Once upon a time, the island of reality TV seemed so innocent. Sure, there were snakes and rats. But as long as you avoided bare bottomed backstabbers like Richard Hatch, a telegenic nobody could claim a moment in the spotlight and a shot at the grand prize. All that changed with the March 1 episode of ”Survivor: The Australian Outback.” In a scene that looked more like ”Rescue 911,” pig slaughtering Michigan native Michael Skupin, 38, was airlifted out of the Kucha tribe after a freak campfire accident left him with second degree burns on his hands and forearms. (Skupin later said he was ”miraculously healed” without surgery in only 10 days.)
In the wake of Skupin’s injury, ”Survivor” and its clones may be headed on a crash course toward more extreme, and potentially deadlier, territory. Still to come: Fox will put 16 contestants through ”Boot Camp,” while NBC’s upcoming ”Fear Factor” requires six people each week to confront their primal fears. Even ”Law & Order” has speculated on where this all might lead: Its well timed Feb. 28 episode depicted the rooftop murder of a cast member on a ”Real World” type show that was orchestrated by a ratings hungry network exec.
No, Detective Briscoe hasn’t been called to the outback just yet. But in the quest to goose the drama as well as the ratings (the scorching March 1 ”Survivor” delivered 31.3 million viewers, the series’ largest audience since its post- Super Bowl premiere), are reality shows on the verge of going too far? ”Survivor” exec producer Mark Burnett tells EW that risk is built into his show but insists he thoroughly scouts locations to mitigate real hazards. ”I can’t remove the inherent dangers of nature, but I can make choices that don’t put the contestants in extraordinarily stupid situations.”
Burnett can also make sure any mishaps are caught on tape.

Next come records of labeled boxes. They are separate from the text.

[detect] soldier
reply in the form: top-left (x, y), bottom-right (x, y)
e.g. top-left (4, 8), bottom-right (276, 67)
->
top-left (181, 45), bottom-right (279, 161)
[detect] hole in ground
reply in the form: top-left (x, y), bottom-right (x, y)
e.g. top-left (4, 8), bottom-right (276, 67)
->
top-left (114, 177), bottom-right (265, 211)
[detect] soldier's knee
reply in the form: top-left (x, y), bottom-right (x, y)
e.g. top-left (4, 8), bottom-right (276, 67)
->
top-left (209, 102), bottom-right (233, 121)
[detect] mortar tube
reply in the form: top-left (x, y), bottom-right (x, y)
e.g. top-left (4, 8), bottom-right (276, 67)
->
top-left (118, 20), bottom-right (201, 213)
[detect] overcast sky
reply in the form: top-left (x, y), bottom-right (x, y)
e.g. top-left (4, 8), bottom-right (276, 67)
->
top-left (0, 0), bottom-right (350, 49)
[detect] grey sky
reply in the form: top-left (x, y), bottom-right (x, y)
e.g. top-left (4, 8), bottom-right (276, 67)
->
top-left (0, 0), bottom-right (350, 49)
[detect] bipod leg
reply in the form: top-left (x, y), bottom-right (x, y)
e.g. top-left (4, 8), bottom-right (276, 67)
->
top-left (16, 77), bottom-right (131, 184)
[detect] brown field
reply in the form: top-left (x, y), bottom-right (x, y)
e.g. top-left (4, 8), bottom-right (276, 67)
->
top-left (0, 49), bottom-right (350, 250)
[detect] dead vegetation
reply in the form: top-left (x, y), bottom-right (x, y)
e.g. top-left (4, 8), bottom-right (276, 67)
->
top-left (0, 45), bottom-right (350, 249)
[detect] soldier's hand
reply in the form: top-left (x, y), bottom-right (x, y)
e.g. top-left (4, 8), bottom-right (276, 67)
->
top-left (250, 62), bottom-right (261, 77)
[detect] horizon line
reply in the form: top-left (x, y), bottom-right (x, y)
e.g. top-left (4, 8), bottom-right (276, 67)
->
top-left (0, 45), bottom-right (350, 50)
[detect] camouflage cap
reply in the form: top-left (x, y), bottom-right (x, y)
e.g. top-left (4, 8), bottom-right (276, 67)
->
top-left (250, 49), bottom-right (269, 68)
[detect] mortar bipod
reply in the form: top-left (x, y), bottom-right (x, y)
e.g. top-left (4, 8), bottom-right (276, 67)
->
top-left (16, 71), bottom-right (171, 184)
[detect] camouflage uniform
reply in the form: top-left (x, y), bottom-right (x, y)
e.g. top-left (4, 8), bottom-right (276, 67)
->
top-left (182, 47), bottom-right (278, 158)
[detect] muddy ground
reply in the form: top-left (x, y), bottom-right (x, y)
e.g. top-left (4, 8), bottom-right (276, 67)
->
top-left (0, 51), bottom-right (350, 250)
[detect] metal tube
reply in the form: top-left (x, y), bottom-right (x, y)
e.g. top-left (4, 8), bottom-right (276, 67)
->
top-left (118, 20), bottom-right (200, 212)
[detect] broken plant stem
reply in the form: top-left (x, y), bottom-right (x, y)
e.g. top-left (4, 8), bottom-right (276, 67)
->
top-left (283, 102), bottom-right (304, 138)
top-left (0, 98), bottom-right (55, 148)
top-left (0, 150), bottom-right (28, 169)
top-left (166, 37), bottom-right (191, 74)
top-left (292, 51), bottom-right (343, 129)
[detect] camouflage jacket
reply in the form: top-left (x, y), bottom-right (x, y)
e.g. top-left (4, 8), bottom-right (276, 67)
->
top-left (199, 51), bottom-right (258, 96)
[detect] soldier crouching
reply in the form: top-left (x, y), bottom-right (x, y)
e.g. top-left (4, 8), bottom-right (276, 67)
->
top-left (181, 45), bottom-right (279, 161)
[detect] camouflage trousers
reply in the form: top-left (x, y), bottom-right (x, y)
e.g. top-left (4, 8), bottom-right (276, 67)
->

As he said in a March 2 press conference following the airlift episode, ”If the cameraman would have been dropping the camera and helping [Skupin], I would have fired the cameraman. The cameraman isn’t a medical person; the cameraman is there to film.” The producer wouldn’t say whether he had shots of the actual accident, but he confirms he had more graphic footage that he declined to air because ”it has no place in the 8 o’clock hour.”
No matter how hazardous these shows may become, from a legal standpoint the networks are as safe as couch potatoes. For the privilege of competing on TV, contestants sign their lives away — literally, since they contractually exempt show producers from any liability for injuries, including ones that result in, gulp, death. ”The fact is that these people volunteer to go on these shows,” says one network attorney. ”Unless you’re introducing a poisonous snake into their sleeping bags, [the network and producers are] on pretty safe ground.”
But with ”Survivor” raising the stakes, how far will producers go to wring out the drama? EW has learned that at least some people who worked on ”Temptation Island” may have known beforehand that the show’s bickering, made for Fox couple, identified only by their first names of Ytossie and Taheed, had a then 18 month old son. Kicked off the show on the fourth episode, the pair was publicly scolded by executive producer Chris Cowan for concealing the toddler’s existence. ”It’d kill me to think this experience would potentially drive a child’s parents apart,” Cowan said.